Cabbala has long been seen as the traditional interpretation of those occult or hidden ideas found in Hebrew scripture — in what Christians call the Old Testament.
Eventually, cabbala came to mean, “anything secret or undisclosed.” When it entered English in 1646, it was spelled cabal and, in English, has always been connected to intrigue.
Oxford notes that in today’s usage, “Cabal is applied to any political group which pursues its aims by underhand methods.”
And so it did in the 1600s.
Edward Hyde, Earl of Clarendon, was Chancellor of England at that time. Today, we’d call him prime minister.
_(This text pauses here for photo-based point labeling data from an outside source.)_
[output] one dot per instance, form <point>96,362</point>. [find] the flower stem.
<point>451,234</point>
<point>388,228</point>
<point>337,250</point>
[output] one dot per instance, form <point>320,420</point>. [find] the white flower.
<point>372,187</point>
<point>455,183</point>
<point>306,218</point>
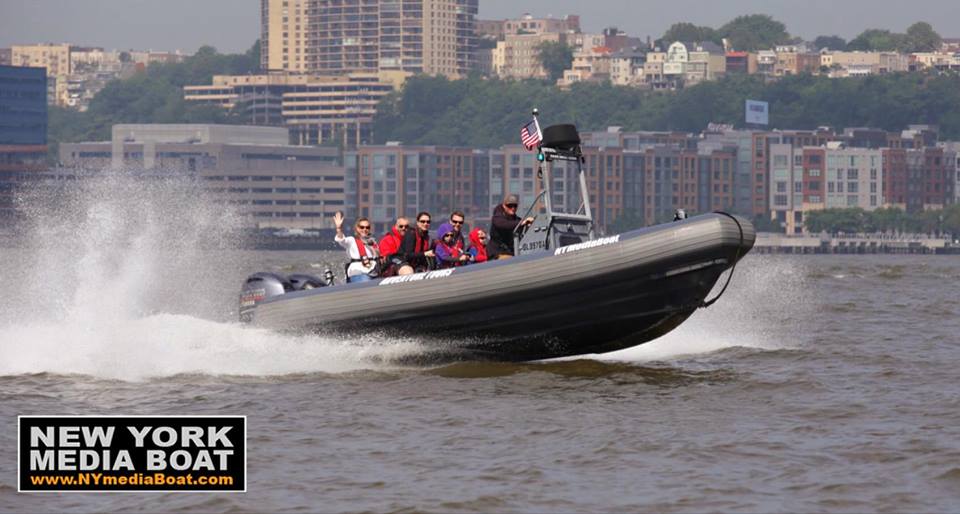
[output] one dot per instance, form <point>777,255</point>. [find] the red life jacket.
<point>422,244</point>
<point>362,248</point>
<point>390,244</point>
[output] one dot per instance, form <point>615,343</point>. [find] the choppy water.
<point>818,383</point>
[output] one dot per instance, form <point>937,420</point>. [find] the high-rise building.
<point>23,130</point>
<point>335,37</point>
<point>283,35</point>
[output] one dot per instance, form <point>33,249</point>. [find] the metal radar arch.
<point>554,228</point>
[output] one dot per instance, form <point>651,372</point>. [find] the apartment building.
<point>54,57</point>
<point>386,181</point>
<point>316,109</point>
<point>283,35</point>
<point>251,169</point>
<point>517,56</point>
<point>340,37</point>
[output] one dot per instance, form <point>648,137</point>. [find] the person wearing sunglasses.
<point>456,221</point>
<point>449,251</point>
<point>361,248</point>
<point>415,248</point>
<point>502,225</point>
<point>391,257</point>
<point>478,245</point>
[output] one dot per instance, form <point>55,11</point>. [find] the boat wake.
<point>119,279</point>
<point>169,344</point>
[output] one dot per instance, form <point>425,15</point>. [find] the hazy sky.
<point>233,25</point>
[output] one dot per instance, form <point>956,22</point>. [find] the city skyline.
<point>142,24</point>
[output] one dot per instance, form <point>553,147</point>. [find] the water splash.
<point>123,278</point>
<point>118,277</point>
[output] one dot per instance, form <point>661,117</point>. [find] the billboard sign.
<point>758,113</point>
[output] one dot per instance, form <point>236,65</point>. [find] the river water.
<point>817,383</point>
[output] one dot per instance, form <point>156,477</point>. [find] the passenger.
<point>478,245</point>
<point>449,251</point>
<point>361,248</point>
<point>502,225</point>
<point>390,253</point>
<point>415,248</point>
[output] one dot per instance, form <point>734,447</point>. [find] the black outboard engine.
<point>257,288</point>
<point>302,282</point>
<point>260,286</point>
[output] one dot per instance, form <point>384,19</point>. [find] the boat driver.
<point>502,225</point>
<point>361,248</point>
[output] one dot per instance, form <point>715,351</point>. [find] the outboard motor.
<point>302,282</point>
<point>257,288</point>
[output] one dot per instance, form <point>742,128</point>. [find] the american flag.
<point>530,135</point>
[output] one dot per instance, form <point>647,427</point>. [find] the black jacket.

Charles dismissed him in 1667, and it was then that the cabal arose. 
Oxford tells us that those behind-the-scenes plotters of Charles II’s reign were, “the precursors of the English cabinet.” By extension, that would mean any cabinet in the parliamentary system of government.
Most of us have no first-hand experience with political cabinets, so we cannot even suggest they consist of plotters and intriguers today. But it’s an interesting thought.
And it’s easy to see how the false notion of cabal’s origin began.
Cabinet is not from cabal. It originates in the French cabane (booth; hut).